In recent years I think there have been two circumstances in which this sort of experiment has been tried. The most obvious is Europe, or rather the Schengen Area, and there the results have not been disastrous as -- despite warnings to the contrary -- in the end, many people would rather stay at home than move elsewhere. Freedom of movement can bring benefits both to the individuals moving and to the countries they move to (and even from, so long as the flow of people or money isn't entirely in one direction). So it does work, although carries several problems alongside -- most notably the risk of ghettoisation and lack of proper integration between communities.

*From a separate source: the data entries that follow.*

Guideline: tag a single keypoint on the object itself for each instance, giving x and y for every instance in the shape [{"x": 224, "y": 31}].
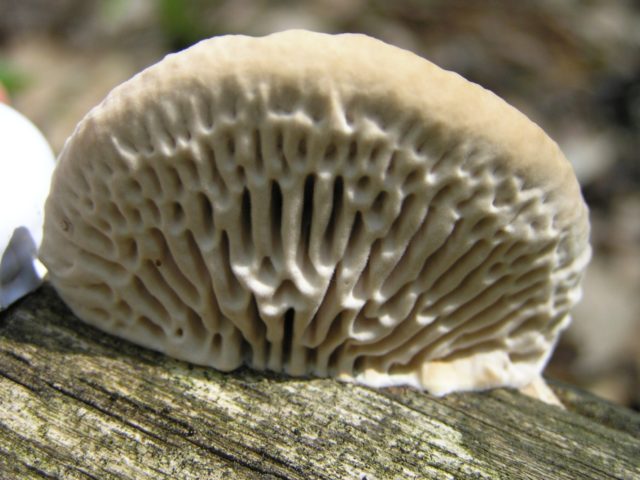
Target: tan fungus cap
[{"x": 318, "y": 204}]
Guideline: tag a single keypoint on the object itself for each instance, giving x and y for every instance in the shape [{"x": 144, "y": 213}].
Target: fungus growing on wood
[
  {"x": 319, "y": 205},
  {"x": 26, "y": 164}
]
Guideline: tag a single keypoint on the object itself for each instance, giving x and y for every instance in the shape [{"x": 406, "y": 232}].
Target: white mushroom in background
[
  {"x": 320, "y": 205},
  {"x": 26, "y": 164}
]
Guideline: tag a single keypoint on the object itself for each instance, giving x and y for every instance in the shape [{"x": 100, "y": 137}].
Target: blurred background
[{"x": 573, "y": 66}]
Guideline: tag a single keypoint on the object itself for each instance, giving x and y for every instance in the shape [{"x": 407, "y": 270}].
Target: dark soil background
[{"x": 573, "y": 66}]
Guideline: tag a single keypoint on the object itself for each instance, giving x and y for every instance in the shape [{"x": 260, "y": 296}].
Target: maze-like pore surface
[{"x": 298, "y": 234}]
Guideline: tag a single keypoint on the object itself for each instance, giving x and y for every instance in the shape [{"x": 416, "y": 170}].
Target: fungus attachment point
[{"x": 322, "y": 205}]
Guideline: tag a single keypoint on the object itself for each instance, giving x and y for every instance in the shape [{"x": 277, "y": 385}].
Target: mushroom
[
  {"x": 25, "y": 173},
  {"x": 319, "y": 205}
]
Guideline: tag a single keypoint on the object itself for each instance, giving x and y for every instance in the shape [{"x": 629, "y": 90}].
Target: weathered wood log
[{"x": 79, "y": 404}]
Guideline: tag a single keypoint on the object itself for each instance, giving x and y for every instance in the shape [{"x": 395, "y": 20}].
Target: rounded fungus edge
[{"x": 323, "y": 205}]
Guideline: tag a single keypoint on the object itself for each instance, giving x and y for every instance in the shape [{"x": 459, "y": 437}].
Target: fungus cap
[
  {"x": 318, "y": 204},
  {"x": 26, "y": 165}
]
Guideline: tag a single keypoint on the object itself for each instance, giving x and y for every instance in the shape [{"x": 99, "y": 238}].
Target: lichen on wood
[{"x": 76, "y": 403}]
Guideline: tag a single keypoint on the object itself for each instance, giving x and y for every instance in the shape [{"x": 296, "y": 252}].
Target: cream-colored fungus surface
[{"x": 317, "y": 204}]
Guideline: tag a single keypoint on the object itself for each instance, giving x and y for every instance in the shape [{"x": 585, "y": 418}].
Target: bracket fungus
[
  {"x": 26, "y": 165},
  {"x": 319, "y": 205}
]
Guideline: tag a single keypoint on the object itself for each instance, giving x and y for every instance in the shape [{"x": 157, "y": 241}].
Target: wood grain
[{"x": 76, "y": 403}]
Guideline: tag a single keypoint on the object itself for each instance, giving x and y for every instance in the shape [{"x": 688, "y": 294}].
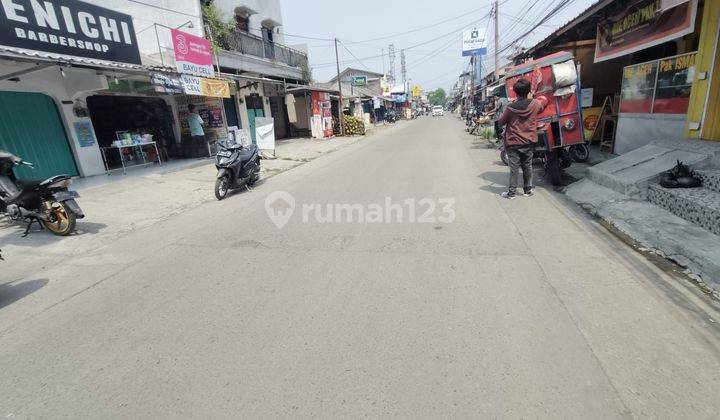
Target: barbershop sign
[{"x": 68, "y": 27}]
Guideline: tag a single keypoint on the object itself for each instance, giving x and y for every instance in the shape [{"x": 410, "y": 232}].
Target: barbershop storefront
[{"x": 51, "y": 57}]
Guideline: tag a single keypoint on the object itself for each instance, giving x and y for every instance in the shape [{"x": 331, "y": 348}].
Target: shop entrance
[
  {"x": 117, "y": 116},
  {"x": 255, "y": 109},
  {"x": 31, "y": 129}
]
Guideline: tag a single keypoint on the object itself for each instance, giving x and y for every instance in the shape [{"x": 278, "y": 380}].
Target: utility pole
[
  {"x": 497, "y": 40},
  {"x": 391, "y": 57},
  {"x": 340, "y": 105}
]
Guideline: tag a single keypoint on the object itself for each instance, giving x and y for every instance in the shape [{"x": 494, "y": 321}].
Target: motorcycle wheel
[
  {"x": 552, "y": 168},
  {"x": 580, "y": 153},
  {"x": 222, "y": 186},
  {"x": 62, "y": 221}
]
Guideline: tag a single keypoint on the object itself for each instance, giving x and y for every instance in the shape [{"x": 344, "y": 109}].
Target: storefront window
[
  {"x": 672, "y": 95},
  {"x": 638, "y": 88},
  {"x": 658, "y": 87}
]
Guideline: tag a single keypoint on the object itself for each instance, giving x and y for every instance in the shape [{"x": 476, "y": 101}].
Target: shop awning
[{"x": 30, "y": 55}]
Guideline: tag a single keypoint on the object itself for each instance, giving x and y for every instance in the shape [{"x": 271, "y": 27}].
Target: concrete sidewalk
[{"x": 123, "y": 204}]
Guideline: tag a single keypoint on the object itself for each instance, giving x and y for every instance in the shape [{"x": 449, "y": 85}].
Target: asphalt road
[{"x": 522, "y": 308}]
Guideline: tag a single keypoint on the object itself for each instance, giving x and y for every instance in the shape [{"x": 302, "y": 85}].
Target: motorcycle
[
  {"x": 237, "y": 167},
  {"x": 47, "y": 202}
]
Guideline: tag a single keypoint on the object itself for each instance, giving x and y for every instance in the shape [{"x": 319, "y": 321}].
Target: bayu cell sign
[{"x": 68, "y": 27}]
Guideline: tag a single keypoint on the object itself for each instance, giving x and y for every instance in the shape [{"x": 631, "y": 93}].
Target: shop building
[
  {"x": 256, "y": 55},
  {"x": 640, "y": 63}
]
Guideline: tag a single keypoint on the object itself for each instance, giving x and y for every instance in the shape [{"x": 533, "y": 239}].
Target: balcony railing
[{"x": 245, "y": 43}]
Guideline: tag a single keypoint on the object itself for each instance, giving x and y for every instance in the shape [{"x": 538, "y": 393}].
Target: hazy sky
[{"x": 437, "y": 22}]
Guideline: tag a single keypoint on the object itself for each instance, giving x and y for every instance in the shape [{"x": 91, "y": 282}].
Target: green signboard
[{"x": 359, "y": 81}]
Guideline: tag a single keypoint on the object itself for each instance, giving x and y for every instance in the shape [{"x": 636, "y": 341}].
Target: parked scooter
[
  {"x": 47, "y": 202},
  {"x": 237, "y": 167}
]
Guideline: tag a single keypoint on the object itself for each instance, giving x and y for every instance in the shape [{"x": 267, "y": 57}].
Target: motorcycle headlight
[{"x": 65, "y": 183}]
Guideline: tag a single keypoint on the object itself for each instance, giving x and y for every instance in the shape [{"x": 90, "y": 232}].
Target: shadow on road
[
  {"x": 37, "y": 237},
  {"x": 14, "y": 291}
]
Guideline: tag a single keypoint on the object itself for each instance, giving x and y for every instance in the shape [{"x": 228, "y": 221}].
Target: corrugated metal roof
[{"x": 591, "y": 10}]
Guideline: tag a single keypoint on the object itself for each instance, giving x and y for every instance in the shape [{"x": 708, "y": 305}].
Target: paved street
[{"x": 523, "y": 308}]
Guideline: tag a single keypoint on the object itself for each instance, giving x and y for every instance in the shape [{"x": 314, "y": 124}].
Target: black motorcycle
[
  {"x": 47, "y": 202},
  {"x": 237, "y": 166}
]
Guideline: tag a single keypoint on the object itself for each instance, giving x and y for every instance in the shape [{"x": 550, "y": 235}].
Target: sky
[{"x": 366, "y": 28}]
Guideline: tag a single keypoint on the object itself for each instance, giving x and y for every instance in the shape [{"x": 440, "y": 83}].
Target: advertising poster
[
  {"x": 193, "y": 55},
  {"x": 472, "y": 43},
  {"x": 591, "y": 119},
  {"x": 85, "y": 133}
]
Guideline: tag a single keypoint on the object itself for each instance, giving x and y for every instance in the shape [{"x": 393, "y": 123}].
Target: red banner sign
[{"x": 644, "y": 24}]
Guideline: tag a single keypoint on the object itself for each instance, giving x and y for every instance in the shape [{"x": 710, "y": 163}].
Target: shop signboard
[
  {"x": 200, "y": 86},
  {"x": 215, "y": 88},
  {"x": 166, "y": 83},
  {"x": 472, "y": 43},
  {"x": 193, "y": 54},
  {"x": 644, "y": 24},
  {"x": 591, "y": 119},
  {"x": 674, "y": 83},
  {"x": 69, "y": 28}
]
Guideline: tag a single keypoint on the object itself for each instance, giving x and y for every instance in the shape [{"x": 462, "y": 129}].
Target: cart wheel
[
  {"x": 552, "y": 168},
  {"x": 503, "y": 157},
  {"x": 580, "y": 153}
]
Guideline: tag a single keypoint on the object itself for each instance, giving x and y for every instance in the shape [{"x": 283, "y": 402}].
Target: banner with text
[
  {"x": 472, "y": 43},
  {"x": 200, "y": 86},
  {"x": 643, "y": 25},
  {"x": 193, "y": 55}
]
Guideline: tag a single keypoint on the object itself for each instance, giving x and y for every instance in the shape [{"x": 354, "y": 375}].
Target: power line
[
  {"x": 308, "y": 37},
  {"x": 453, "y": 32},
  {"x": 164, "y": 8},
  {"x": 422, "y": 28},
  {"x": 353, "y": 55}
]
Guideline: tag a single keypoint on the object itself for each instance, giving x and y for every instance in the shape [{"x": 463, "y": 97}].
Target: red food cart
[{"x": 554, "y": 77}]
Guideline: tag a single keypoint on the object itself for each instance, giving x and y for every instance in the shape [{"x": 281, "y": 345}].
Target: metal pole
[
  {"x": 340, "y": 106},
  {"x": 157, "y": 38},
  {"x": 497, "y": 40}
]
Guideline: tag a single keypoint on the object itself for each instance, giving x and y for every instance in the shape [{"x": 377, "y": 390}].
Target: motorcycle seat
[
  {"x": 8, "y": 189},
  {"x": 29, "y": 184}
]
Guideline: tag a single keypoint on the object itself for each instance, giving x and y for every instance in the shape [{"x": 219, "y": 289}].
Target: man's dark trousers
[{"x": 520, "y": 157}]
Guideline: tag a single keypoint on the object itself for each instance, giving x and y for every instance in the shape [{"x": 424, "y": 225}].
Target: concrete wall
[{"x": 637, "y": 130}]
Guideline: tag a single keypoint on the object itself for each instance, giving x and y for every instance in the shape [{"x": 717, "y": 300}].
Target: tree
[{"x": 438, "y": 97}]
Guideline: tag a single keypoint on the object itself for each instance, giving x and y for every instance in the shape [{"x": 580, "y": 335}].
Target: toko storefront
[
  {"x": 79, "y": 67},
  {"x": 51, "y": 57}
]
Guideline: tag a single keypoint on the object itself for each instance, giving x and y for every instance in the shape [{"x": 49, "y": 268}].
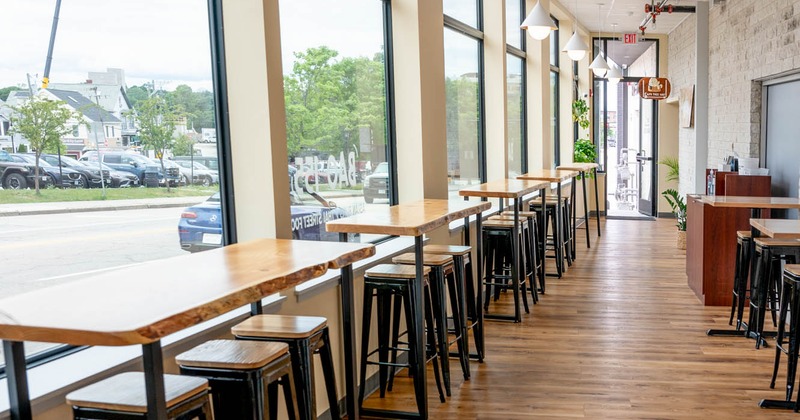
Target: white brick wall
[{"x": 748, "y": 40}]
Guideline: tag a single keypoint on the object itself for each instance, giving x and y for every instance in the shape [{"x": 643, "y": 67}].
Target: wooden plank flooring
[{"x": 621, "y": 336}]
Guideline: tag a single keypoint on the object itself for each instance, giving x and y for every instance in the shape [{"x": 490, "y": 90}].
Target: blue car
[{"x": 200, "y": 227}]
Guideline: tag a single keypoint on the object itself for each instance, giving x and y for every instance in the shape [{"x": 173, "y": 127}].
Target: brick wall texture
[{"x": 749, "y": 40}]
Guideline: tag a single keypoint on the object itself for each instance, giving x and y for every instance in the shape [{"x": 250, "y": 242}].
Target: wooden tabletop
[
  {"x": 752, "y": 202},
  {"x": 550, "y": 175},
  {"x": 409, "y": 219},
  {"x": 504, "y": 188},
  {"x": 143, "y": 303},
  {"x": 777, "y": 228},
  {"x": 579, "y": 166}
]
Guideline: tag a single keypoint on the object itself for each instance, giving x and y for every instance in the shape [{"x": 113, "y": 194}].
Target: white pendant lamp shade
[
  {"x": 538, "y": 23},
  {"x": 614, "y": 75},
  {"x": 599, "y": 66},
  {"x": 576, "y": 49}
]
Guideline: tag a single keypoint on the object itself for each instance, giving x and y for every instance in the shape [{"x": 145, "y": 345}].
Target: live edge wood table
[
  {"x": 409, "y": 219},
  {"x": 584, "y": 168},
  {"x": 142, "y": 304},
  {"x": 513, "y": 190},
  {"x": 558, "y": 176}
]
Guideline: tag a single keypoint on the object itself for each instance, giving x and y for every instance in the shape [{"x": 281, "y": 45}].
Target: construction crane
[{"x": 46, "y": 77}]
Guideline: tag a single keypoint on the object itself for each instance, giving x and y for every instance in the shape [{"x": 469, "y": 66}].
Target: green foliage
[
  {"x": 157, "y": 120},
  {"x": 328, "y": 101},
  {"x": 5, "y": 91},
  {"x": 42, "y": 122},
  {"x": 580, "y": 113},
  {"x": 183, "y": 146},
  {"x": 678, "y": 205},
  {"x": 673, "y": 173}
]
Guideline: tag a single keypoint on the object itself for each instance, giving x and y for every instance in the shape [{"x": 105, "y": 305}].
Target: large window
[
  {"x": 463, "y": 48},
  {"x": 515, "y": 89},
  {"x": 335, "y": 83},
  {"x": 555, "y": 144},
  {"x": 133, "y": 73}
]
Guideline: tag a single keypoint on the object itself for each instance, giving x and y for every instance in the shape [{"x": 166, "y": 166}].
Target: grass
[{"x": 96, "y": 194}]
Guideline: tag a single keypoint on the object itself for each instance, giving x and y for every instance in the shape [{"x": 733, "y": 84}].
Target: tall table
[
  {"x": 558, "y": 176},
  {"x": 145, "y": 303},
  {"x": 411, "y": 219},
  {"x": 585, "y": 168},
  {"x": 513, "y": 190}
]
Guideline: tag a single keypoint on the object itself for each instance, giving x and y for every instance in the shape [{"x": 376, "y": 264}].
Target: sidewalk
[{"x": 25, "y": 209}]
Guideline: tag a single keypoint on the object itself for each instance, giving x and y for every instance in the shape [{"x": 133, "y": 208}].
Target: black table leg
[
  {"x": 18, "y": 397},
  {"x": 153, "y": 361},
  {"x": 586, "y": 210}
]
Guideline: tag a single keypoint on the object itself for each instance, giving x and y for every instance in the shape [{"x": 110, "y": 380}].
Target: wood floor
[{"x": 621, "y": 336}]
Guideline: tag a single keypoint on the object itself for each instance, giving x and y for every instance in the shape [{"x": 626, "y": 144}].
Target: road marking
[
  {"x": 84, "y": 273},
  {"x": 73, "y": 241}
]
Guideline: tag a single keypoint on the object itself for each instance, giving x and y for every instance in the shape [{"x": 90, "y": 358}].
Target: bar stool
[
  {"x": 443, "y": 272},
  {"x": 305, "y": 336},
  {"x": 387, "y": 281},
  {"x": 534, "y": 253},
  {"x": 498, "y": 260},
  {"x": 238, "y": 371},
  {"x": 741, "y": 272},
  {"x": 463, "y": 267},
  {"x": 769, "y": 254},
  {"x": 790, "y": 300},
  {"x": 122, "y": 397}
]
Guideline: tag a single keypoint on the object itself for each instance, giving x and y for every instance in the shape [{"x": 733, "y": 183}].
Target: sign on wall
[{"x": 656, "y": 88}]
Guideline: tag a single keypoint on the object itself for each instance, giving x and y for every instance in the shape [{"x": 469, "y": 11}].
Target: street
[{"x": 44, "y": 250}]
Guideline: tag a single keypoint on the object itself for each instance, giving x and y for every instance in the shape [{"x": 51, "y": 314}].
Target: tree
[
  {"x": 157, "y": 121},
  {"x": 43, "y": 122}
]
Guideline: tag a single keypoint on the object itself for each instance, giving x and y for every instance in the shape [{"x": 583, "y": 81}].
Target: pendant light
[
  {"x": 614, "y": 74},
  {"x": 576, "y": 49},
  {"x": 599, "y": 66},
  {"x": 538, "y": 23}
]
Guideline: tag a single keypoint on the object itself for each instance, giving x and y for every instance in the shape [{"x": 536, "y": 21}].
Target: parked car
[
  {"x": 59, "y": 177},
  {"x": 200, "y": 226},
  {"x": 121, "y": 179},
  {"x": 209, "y": 162},
  {"x": 136, "y": 164},
  {"x": 18, "y": 176},
  {"x": 91, "y": 174},
  {"x": 376, "y": 184},
  {"x": 197, "y": 172}
]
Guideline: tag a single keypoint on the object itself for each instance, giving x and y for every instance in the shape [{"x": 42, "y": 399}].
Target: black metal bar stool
[
  {"x": 474, "y": 314},
  {"x": 769, "y": 253},
  {"x": 395, "y": 281},
  {"x": 305, "y": 336},
  {"x": 499, "y": 262},
  {"x": 238, "y": 372},
  {"x": 741, "y": 273},
  {"x": 122, "y": 397}
]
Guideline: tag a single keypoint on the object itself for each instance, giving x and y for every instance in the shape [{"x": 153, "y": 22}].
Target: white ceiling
[{"x": 626, "y": 14}]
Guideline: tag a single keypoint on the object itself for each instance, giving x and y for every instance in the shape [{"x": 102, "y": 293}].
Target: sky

The second example is the Commonwealth. Between 1948 and 1962 pretty much everyone in the Commonwealth had the right to move the UK freely. This was a total population of something in the order of 500 - 600 million people at the time. Quite a few did come, of course, especially from the Caribbean and India, but the levels remained fairly low overall, at least compared to modern terms. (If Enoch Powell thought "we must be mad as a nation, literally mad" when only about 50,000 people per year were moving here, then I wonder what he'd say about ten times that?) Again, dire warnings turned out not to be true, as people tend to struggle to be too far away from home for long.
I expect the same would be true if the entire world opened up, and we wouldn't see Africa emptied and its inhabitants filling Europe to the brim. Several would undoubtedly come, though, and for all that I think it's right that the world should be free for all to move about as they choose, this is not something that should happen when the resulting flow of people would be so overwhelmingly in one direction. There has to be a greater level of equality first, so that people might be happy to move in either direction.